Segundo a presidente, "sua capacidade de trabalho, seu empenho e dedicação" vão assegurar que ele dê uma "contribuição importante" à comissão da Organização dos Estados Americanos.
ANÁLISE
Encontro se torna o começo do fim da guerra às drogas
PEDRO ABRAMOVAYESPECIAL PARA A FOLHAA Assembleia-Geral da OEA, realizada na Guatemala, teve um tema central: política de drogas. Um tema que, há poucos anos, só era debatido sob o lema da guerra às drogas.Mas as críticas ao tratamento das drogas em uma lógica de guerra nunca foram tão contundentes. Um movimento que começa com ex-presidentes latino-americanos, incluindo FHC, e vem ganhando, há dois anos, a adesão de governantes em exercício como o presidente colombiano Juan Manuel Santos e o guatemalteco Otto Pérez Molina.
Há pouco mais de um ano, chefes de Estado de todo o continente americano se reuniram na Colômbia, fizeram uma declaração crítica à guerra às drogas e pediram que a OEA produzisse um relatório técnico apontando para alternativas.
O relatório foi entregue no começo do mês passado e surpreendeu muita gente ao apresentar cenários concretos e inovadores de políticas.
Entre eles, a possibilidade de que Estados possam decidir quais as políticas alternativas mais adequadas à sua realidade, sem ficar presos à camisa de força das convenções internacionais.
Este relatório também ganha força por ser lançado no mesmo momento em que dois Estados americanos acabam de legalizar a maconha e o Uruguai discute fazê-lo.
O presidente Pérez Molina não mediu esforços para que a declaração final da Assembleia fosse um marco no fim da lógica de guerra às drogas.
Recebeu, inclusive, uma petição com 180.000 assinaturas apoiando sua posição.
Sua articulação foi vitoriosa. Em primeiro lugar, porque o documento final aceitou e reconheceu a importância do relatório técnico da OEA.
Além disso, reconheceu a possibilidade de se experimentar novas alternativas baseadas em conhecimento científico.

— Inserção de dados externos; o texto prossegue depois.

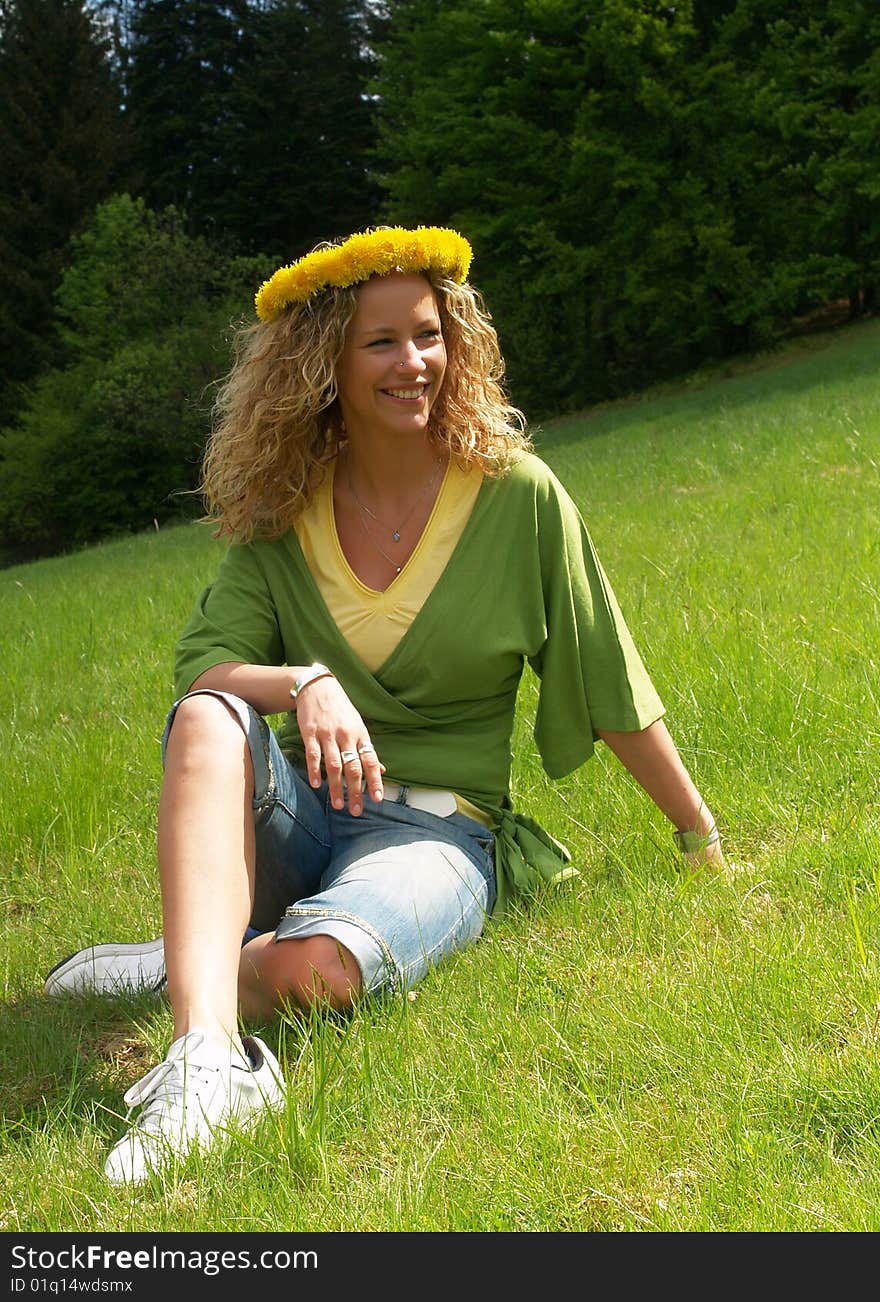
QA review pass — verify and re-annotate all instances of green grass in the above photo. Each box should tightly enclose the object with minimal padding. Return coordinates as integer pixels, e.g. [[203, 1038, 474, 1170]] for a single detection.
[[0, 323, 880, 1233]]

E, por fim, recomendou que as convenções sobre drogas sejam combinadas com as convenções de direitos humanos --esta é a tese utilizada pelo Uruguai para defender a possibilidade de regulamentar a maconha sem entrar em conflito com o direito internacional.

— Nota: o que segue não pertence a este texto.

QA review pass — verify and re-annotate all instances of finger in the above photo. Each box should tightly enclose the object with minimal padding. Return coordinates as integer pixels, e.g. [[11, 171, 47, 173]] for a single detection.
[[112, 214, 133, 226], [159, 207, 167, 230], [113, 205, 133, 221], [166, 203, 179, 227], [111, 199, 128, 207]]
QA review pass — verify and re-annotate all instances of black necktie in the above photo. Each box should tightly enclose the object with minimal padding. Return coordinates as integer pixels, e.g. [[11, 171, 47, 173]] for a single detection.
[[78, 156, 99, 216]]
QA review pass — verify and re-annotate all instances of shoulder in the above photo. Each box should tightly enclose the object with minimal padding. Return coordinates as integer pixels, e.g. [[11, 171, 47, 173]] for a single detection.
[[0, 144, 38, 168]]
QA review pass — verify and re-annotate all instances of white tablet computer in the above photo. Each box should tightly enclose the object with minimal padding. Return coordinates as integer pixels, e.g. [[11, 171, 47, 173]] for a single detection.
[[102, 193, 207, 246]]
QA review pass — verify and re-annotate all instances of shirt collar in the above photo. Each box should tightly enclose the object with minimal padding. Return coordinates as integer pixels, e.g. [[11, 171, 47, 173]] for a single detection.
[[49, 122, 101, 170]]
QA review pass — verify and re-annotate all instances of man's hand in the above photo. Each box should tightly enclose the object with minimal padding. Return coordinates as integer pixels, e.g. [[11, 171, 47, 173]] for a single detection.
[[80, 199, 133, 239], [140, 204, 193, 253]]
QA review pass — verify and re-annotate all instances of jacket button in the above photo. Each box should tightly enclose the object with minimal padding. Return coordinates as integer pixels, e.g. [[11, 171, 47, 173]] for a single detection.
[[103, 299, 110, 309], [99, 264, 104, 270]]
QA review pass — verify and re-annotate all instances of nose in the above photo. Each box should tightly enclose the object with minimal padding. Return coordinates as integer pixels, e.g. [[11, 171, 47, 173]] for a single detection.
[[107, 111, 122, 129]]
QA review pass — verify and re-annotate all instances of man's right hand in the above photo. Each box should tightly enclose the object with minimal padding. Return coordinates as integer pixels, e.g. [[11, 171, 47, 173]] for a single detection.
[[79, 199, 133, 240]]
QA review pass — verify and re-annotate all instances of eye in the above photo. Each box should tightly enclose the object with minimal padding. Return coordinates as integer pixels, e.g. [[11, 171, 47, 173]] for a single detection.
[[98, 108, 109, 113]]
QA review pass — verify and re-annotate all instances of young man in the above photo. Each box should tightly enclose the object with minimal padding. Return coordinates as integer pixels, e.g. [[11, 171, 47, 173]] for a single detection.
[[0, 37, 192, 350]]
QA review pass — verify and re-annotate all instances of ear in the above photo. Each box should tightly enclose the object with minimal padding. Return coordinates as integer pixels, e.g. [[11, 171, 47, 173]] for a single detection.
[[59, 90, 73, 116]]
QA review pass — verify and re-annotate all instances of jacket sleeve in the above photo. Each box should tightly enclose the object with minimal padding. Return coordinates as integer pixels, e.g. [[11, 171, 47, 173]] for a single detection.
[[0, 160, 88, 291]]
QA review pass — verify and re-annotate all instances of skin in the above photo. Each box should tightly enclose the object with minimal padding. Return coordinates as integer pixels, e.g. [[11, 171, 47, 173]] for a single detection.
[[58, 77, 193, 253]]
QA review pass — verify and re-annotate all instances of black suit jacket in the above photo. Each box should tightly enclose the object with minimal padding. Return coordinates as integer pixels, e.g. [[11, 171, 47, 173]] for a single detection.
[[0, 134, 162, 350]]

Mas o mais importante foi a determinação de que o debate continua.
Uma Assembleia Geral específica para debater o relatório da OEA foi marcada --contrariando a posição inicial dos EUA.
Este documento é o mais crítico à atual legislação internacional de drogas já aprovado por um organismo multilateral.
A questão agora é avaliar sua capacidade de influenciar o debate nas Nações Unidas. Porém, nas palavras do embaixador uruguaio na OEA, Milton Romani, a declaração aprovada "marca o fim do pensamento único em matéria de drogas".